Vincenzo: Du hast vorhin den Begriff IT-Talent benutzt. Wir benutzen ihn auch häufig, Aber was ist denn genau ein IT-Talent? Was verstehen wir darunter?
Andrea: Also Talent, darüber kann man jetzt streiten, was ist jetzt konkret ein Talent. Es ist immer jemand, der Unternehmen oder einen einzelnen Bereich weiterbringt, in dem Umfeld, in dem es jeweils tätig ist. Ich würde es jetzt tatsächlich so verstehen, dass es wirklich um alle Jobprofile im Bereich der Digitalisierung der Unternehmen geht.
Also überall da, wo wir Leute suchen, die uns helfen, die Digitalisierung im Unternehmen weiterzuführen, dort spricht man gerne von IT-Talenten. Diverser kann man´s gar nicht sehen. Ich habe mir auch noch mal überlegt, welche IT-Profile sind denn die wichtigsten, aber da gibt es wirklich so große Bandbreiten, von den klassischen Software-Entwicklern, IT-Architekten, Produktmanager, aber auch Cyber Security Spezialisten, SAP-Experten – die Liste kann man unendlich fortführen. Aber am Ende geht’s eben tatsächlich um alle unterschiedlichen Themen, die da bearbeitet werden können, in diesem Umfeld.
Alina: Wir wollen hier auch vor allem den Blick auf Automobilindustrie richten. Wozu brauchen wir denn in dieser Branche die IT- und Softwarespezialistinnen und -spezialisten?
Andrea: Für relativ viele Themen. Auf der einen Seite natürlich für unsere Konzern-IT, wo wir kucken, wie können wir Logistik- und Produktionsprozesse digitalisieren und mit IT unterstützen. Auf der anderen Seite aber auch ganz klar im Bereich der Fahrzeug-Vernetzung, also intelligente Fahrzeuge, die ihre Daten untereinander austauschen. Wenn wir an automatisiertes und autonomes Fahren denken, aber auch im Bereich der Mobilitätskonzepte und Mobilitätsdienste. Wir wollen das Auto zu einem intelligenten Smartphone mit vier Rädern entwickeln, also da gibt es sehr viele Themen, die sozusagen am Ende IT benötigen. Auch im Personalbereich, wir brauchen auch IT-Experten, die Personalsysteme fit machen, für Chatbots, RPA-Bots, alle Themen, wo´s um Digitalisierung und Automatisierung geht, dort brauchen wir IT-Experten, auch in der Automobilbranche.
Vincenzo: Woher kommen diese Talente? Kommen die aus Deutschland, aus dem Ausland oder bilden wir die intern hier bei Volkswagen selbst aus?

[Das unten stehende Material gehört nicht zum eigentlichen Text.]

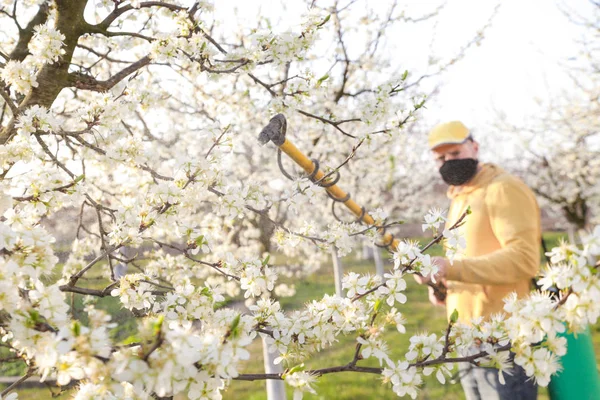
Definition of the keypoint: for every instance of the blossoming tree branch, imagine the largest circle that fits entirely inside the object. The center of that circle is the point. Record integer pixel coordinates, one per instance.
(130, 128)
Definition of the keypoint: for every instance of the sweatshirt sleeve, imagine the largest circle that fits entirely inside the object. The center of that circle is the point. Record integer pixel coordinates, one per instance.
(515, 221)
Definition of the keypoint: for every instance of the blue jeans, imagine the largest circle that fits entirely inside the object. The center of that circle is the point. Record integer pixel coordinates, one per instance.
(481, 383)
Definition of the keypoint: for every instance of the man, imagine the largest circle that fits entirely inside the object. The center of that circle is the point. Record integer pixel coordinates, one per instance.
(503, 235)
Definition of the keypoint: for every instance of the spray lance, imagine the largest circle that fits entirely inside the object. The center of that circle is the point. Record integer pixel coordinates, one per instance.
(275, 132)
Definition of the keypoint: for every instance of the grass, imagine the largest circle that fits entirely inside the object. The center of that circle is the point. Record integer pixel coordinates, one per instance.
(420, 314)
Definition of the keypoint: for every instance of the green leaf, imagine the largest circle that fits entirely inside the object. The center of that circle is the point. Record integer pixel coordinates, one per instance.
(266, 260)
(157, 325)
(296, 368)
(454, 316)
(323, 79)
(377, 305)
(234, 329)
(76, 328)
(131, 339)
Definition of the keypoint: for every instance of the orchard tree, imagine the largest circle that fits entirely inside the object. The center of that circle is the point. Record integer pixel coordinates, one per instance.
(143, 117)
(562, 163)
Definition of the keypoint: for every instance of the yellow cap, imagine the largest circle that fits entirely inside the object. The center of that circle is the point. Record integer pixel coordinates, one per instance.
(453, 132)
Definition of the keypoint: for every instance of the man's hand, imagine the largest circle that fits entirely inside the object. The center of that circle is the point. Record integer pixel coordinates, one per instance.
(442, 263)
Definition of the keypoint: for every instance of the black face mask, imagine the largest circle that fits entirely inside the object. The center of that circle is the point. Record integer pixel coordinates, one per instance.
(458, 172)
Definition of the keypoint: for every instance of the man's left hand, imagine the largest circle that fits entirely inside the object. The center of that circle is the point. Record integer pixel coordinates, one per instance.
(442, 263)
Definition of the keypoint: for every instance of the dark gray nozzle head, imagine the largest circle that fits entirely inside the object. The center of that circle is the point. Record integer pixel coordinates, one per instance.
(274, 131)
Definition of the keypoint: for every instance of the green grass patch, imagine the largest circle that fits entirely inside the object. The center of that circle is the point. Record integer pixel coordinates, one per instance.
(420, 314)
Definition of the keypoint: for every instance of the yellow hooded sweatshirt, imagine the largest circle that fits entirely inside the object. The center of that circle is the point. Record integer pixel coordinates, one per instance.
(503, 236)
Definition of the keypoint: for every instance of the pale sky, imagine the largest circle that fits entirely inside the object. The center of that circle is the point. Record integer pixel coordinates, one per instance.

Andrea: Sowohl als auch. Momentan finden wir tatsächlich noch viele Kollegen in Deutschland, aber der Anteil an internationalen Kollegen steigt kontinuierlich, weil wir den Bedarf an IT-Experten im Inland nicht so einfach decken können, insofern kucken wir über Landesgrenzen hinaus. Aber wir bilden natürlich auch selbst aus, wir haben klassische IT-Ausbildungsberufe, oder auch duales Studium im IT-Umfeld, aber eben auch über die Fakultät 73, wo wir neue interne oder externe Mitarbeiterinnen und Mitarbeiter in einem Zwei-Jahres-Programm zu Software-Entwicklern ausbilden.
Alina: Die IT-Branche steht ja für Schlagworte wie New Work oder agiles Arbeiten – wie passt das mit Volkswagen zusammen?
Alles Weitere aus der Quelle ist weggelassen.